Many Kenyans now accuse the president of making life unbearable with new taxes on fuel and other essentials, while food prices rise.
Ruto on Thursday hailed the police for a “good job” done in maintaining peace amid the protests.
A day later, as criticism rose, the president cautioned police against extrajudicial killings but warned that no public anarchy would be allowed. His administration has accused the opposition for any chaos and charged more than 300 people this week alone with crimes that include looting, destroying property and assaulting police.
Human rights organizations expressed concern over the police killings, arbitrary arrests and detentions reported in the demonstrations this month and urged the policing oversight body to investigate and prosecute the officers found guilty.

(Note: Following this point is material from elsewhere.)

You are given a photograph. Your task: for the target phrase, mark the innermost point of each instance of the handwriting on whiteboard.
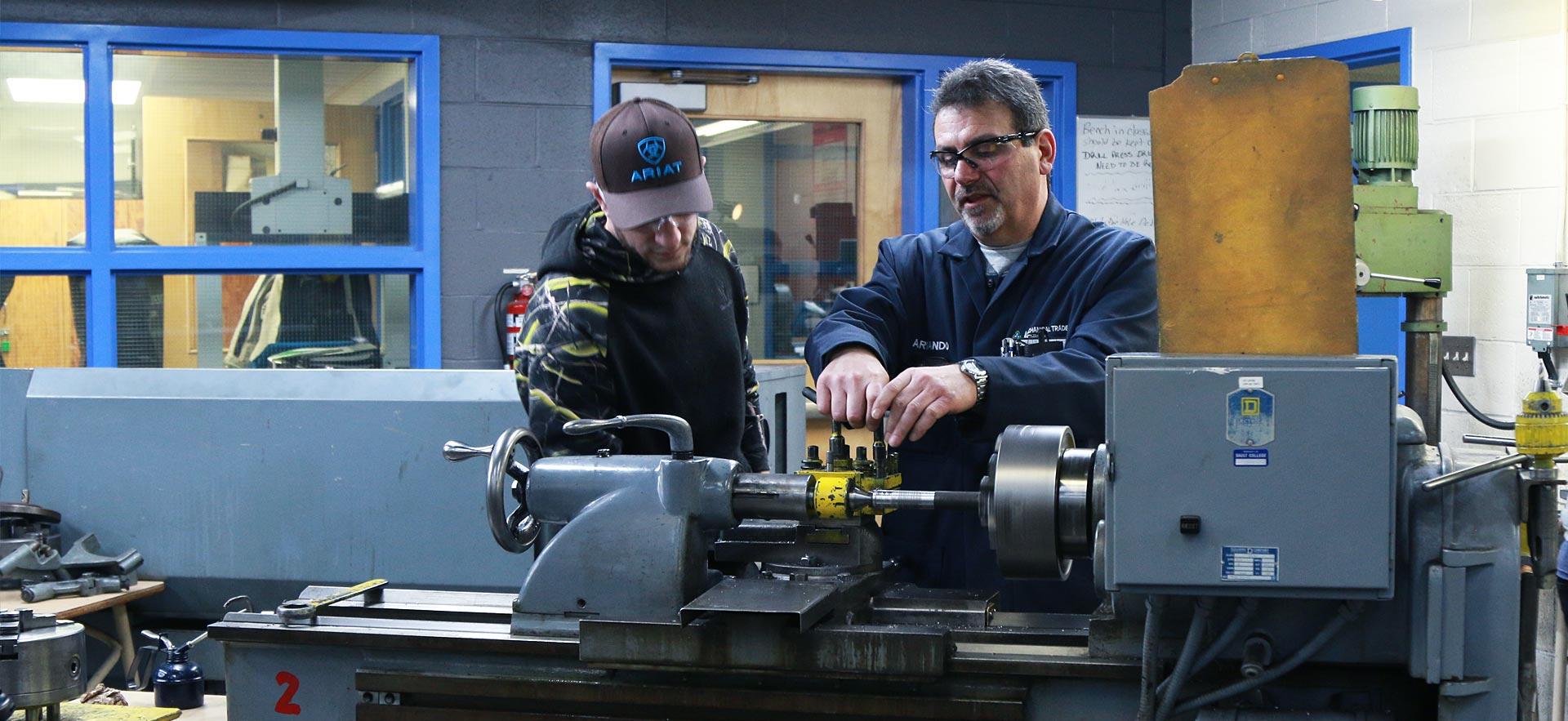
(1117, 173)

“We are witnessing a disturbing pattern of police operation that exposes the country to civil strife and informal repression,” a joint statement by more than 20 groups said Friday, adding that “President Ruto had promised to end the era of police killer squads.”
A separate statement by religious leaders strongly condemned the “excessive force and use of live bullets by police when containing the chaos.”
It is a longstanding problem in Kenya. For decades, police officers have been accused of extrajudicial killings during protests or with the aim of silencing critics. This week, police told the AP they had been ordered not to report deaths during the crackdown.
One of the latest victims, Kalasinga, was described by loved ones as “nonconfrontational, hardworking” and providing for his parents back home in western Kenya.
Now his family wants justice.
“We want action to be taken against the police officer who was shooting randomly. … He was a calm young man, an artist, a water vendor who was fending for himself and not a thief,” his uncle Rasto Sakulo said.
The family said it hoped well-wishers could help transport the young man’s body back to his hometown for burial, another cost they said they couldn’t afford.